When I returned from Bangalore to Australia, and began to apply the
Bangalore Principles, it caused not a few raised eyebrows (and some elegantly expressed denunciations of legal heresy). But it is interesting as I look back over the decade since Bangalore in 1988 to see the growing impact of the
Bangalore Principles not only in Australia but in other lands which share the common law tradition. This is, as Lord Cooke of Thorndon has suggested, a law that is "undergoing evolution". In this evolution, we are all, in a sense, the disciples of Justice Bhagwati. His impact on the legal system of India was great and is enduring. But it was not enough. His insights had to be shared with a wider world, including with judicial and legal colleagues in Australia.
ENCOURAGEMENT
I therefore welcome the publication of the collected writings and speeches of Justice Bhagwati. Some great judges, who influence the development of law in their jurisdictions, have an even greater impact by their extra-curial writing. Justice Benjamin Cardozo, long-time judge, and Chief Justice, of the New York Court of Appeals, probably had greater impact in his later years, and in the years since his death, by virtue of his extra-judicial writing. In 1920, the Yale Law School invited him to deliver the Storr Lectures. These were published in his highly acclaimed volume
The Nature of the Judicial Process. Subsequently he published two additional series of lectures,
The Growth of the Law (1924) and
The Paradoxes of Legal Science (1928). Deservedly, they won him international acclaim.

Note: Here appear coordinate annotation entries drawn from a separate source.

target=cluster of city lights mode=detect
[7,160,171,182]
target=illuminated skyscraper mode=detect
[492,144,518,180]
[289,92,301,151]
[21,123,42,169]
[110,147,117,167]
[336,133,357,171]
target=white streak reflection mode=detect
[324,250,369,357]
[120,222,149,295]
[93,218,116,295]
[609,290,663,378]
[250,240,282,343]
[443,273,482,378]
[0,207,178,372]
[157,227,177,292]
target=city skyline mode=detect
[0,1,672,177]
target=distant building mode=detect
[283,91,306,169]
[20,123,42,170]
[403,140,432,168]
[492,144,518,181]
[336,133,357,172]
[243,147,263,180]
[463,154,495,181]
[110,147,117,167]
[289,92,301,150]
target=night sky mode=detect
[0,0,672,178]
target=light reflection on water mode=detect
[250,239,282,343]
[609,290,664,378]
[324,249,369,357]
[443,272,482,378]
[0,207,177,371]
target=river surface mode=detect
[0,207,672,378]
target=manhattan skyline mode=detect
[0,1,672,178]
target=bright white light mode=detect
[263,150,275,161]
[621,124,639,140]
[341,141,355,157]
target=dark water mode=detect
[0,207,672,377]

Justice Bhagwati already enjoys similar international acclaim. To rise to become the head of the legal and judicial system of the most populous nation on earth which lives by the rule of law and under constitutional authority, is itself a glittering achievement. But since his retirement from active judicial life, Justice Bhagwati has devoted his boundless energy to the work of the United Nations and the international human rights bodies which stimulate, criticise and inspire the champions of human rights around the world. Most notably, he has served as a member (and lately Vice-Chairman) of the United Nations Human Rights Committee, a most influential position to which he was recently re-elected. He has been Chairman of the Board of the Centre for the Independence of Judges and Lawyers in Geneva. This body, a creation of the International Commission of Jurists, brought us into even closer association during the time that he was Chairman of the Centre and I was President of the Commission. He has limitless enthusiasm for good and righteous causes. He continues to instruct young lawyers and young judges in the ways by which they can convert the noble sentiments of human rights into their daily professional work. He is, in fact, an inspiration.
I do not doubt that Justice Bhagwati's writings and speeches will bring the subtle and idealistic working of his mind to the attention of a still larger audience, so that his influence becomes even more widespread and enduring. It is a matter of pride for me, as an Australian judge and a judicial brother, to be associated with this most timely work. I pay tribute to the Honourable P N Bhagwati, my teacher.